Montag, 15. Mai 2023

"Klimawandel und Artensterben gleichzeitig anpacken"

Tagesschau ARD hier  29.04.2023 Von Bernd Großheim, tagesschau.de

Artenschwund und Klimawandel sind zwei aktuelle Krisen - und sie werden von Wissenschaft und Gesellschaft häufig getrennt betrachtet. Dabei bedingen und verstärken sie sich gegenseitig. Forscher fordern ein Umdenken.

Der Mensch hat im Laufe der Geschichte rund 75 Prozent der Landoberfläche und 66 Prozent der Ozeangebiete der Erde verändert. Das hat unter anderem dazu geführt, dass inzwischen 80 Prozent der natürlich vorkommenden Säugetiere sowie 50 Prozent der Pflanzen verloren sind und mehr Arten vom Aussterben bedroht sind als jemals zuvor in der Menschheitsgeschichte.

Neben der intensiven Nutzung und Zerstörung natürlicher Ökosysteme durch Landwirtschaft, Fischerei und Industrie ist zunehmend der menschengemachte Klimawandel Auslöser für den Verlust von Biodiversität.

Beide Krisen bedingen und verstärken sich

Doch beide Krisen, die des Artenschwundes und die des Klimawandels, werden - einer neuen Studie zufolge - von Wissenschaft und Gesellschaft zu oft isoliert betrachtet.

Dabei bedingten und verstärkten sie sich gegenseitig. Hans-Otto Pörtner vom Alfred-Wegener-Institut, Helmholtz-Zentrum für Polar- und Meeresforschung, ist einer der Autoren der Studie, die im Fachmagazin "Science" erschienen ist.

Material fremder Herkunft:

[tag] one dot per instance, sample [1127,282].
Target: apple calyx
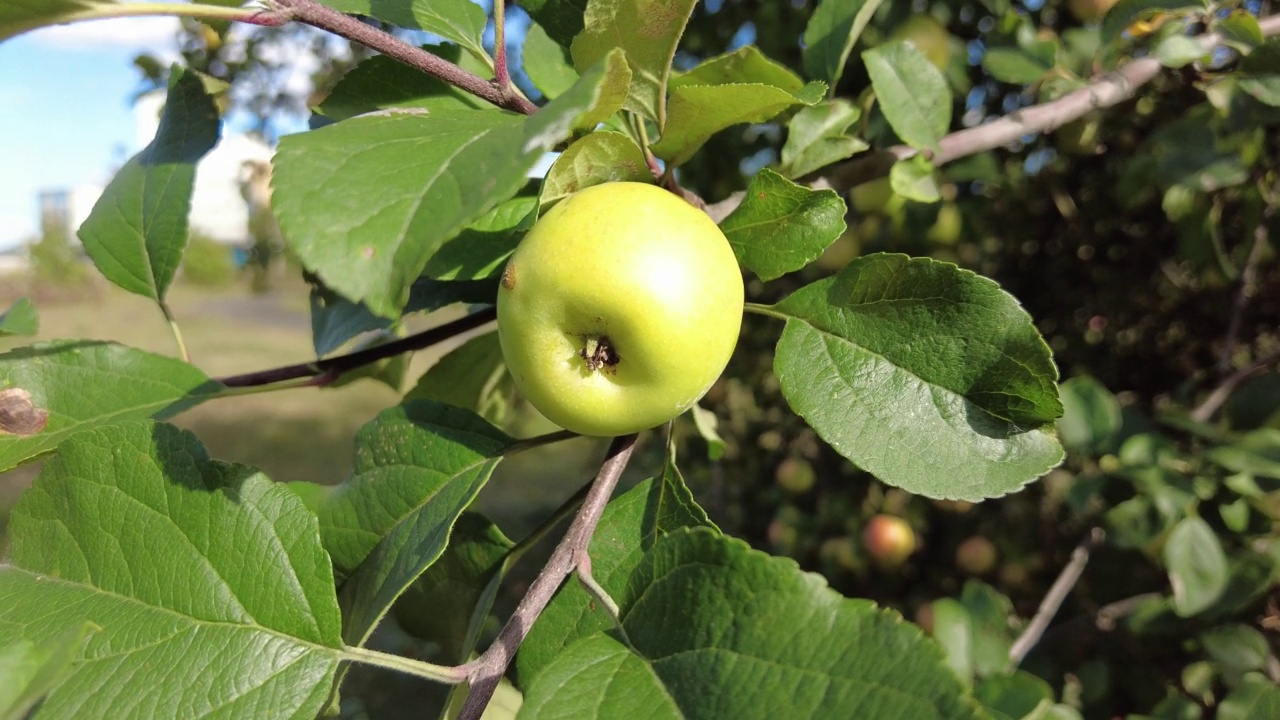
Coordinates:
[599,355]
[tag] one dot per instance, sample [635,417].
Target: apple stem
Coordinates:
[485,671]
[597,591]
[318,16]
[1055,597]
[323,372]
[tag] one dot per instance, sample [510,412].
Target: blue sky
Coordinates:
[65,117]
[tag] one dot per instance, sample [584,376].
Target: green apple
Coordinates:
[929,36]
[888,541]
[618,309]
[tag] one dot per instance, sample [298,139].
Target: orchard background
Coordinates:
[1104,546]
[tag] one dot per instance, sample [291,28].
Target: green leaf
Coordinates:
[472,377]
[915,178]
[698,112]
[630,525]
[1128,12]
[1179,50]
[952,628]
[743,65]
[137,229]
[1013,65]
[334,320]
[1261,73]
[714,629]
[562,19]
[547,63]
[647,31]
[417,468]
[818,136]
[32,671]
[781,226]
[457,21]
[1257,454]
[481,249]
[71,386]
[1240,30]
[19,16]
[451,601]
[927,376]
[991,637]
[595,159]
[1237,648]
[1197,566]
[1014,696]
[132,528]
[1091,415]
[435,174]
[912,92]
[383,83]
[21,318]
[831,33]
[1251,701]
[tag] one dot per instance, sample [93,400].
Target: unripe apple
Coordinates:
[977,556]
[618,309]
[888,541]
[929,36]
[795,474]
[1089,10]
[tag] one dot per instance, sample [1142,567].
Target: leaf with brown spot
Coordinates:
[18,414]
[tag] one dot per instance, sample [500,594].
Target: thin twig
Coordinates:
[1105,91]
[501,74]
[487,670]
[321,372]
[1248,279]
[1205,410]
[1055,597]
[318,16]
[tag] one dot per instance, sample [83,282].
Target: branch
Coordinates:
[485,671]
[1105,91]
[323,372]
[1055,597]
[1205,410]
[1248,279]
[318,16]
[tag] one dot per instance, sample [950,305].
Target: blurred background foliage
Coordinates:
[1139,238]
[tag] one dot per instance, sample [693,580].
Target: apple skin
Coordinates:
[888,541]
[627,267]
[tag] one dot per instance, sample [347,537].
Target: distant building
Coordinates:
[218,206]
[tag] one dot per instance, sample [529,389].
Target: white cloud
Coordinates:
[135,33]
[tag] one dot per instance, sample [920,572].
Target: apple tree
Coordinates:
[872,169]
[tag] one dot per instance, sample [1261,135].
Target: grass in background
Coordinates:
[293,434]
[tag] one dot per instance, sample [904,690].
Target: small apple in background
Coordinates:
[977,556]
[929,36]
[888,541]
[1089,10]
[796,475]
[618,309]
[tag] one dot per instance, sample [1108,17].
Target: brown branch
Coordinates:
[1055,597]
[485,671]
[327,370]
[1248,279]
[1105,91]
[1205,410]
[318,16]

Im Gespräch mit tagesschau.de fordert er, die einzelnen Institutionen müssten verstärkt fachübergreifend zusammenarbeiten, sonst drohten die für 2030 und 2050 geplanten neuen globalen Biodiversitäts-, Klima- und Nachhaltigkeitsziele zu scheitern. "Ein Beispiel sind die separaten UN-Konventionen zu Biodiversitäts- und Klimaschutz. Beide internationale Abkommen betrachten die zwei Krisen zu isoliert und sind noch dazu fokussiert auf die nationalen Interessen der Vertragsstaaten. Hier brauchen wir dringend einen ganzheitlichen Ansatz."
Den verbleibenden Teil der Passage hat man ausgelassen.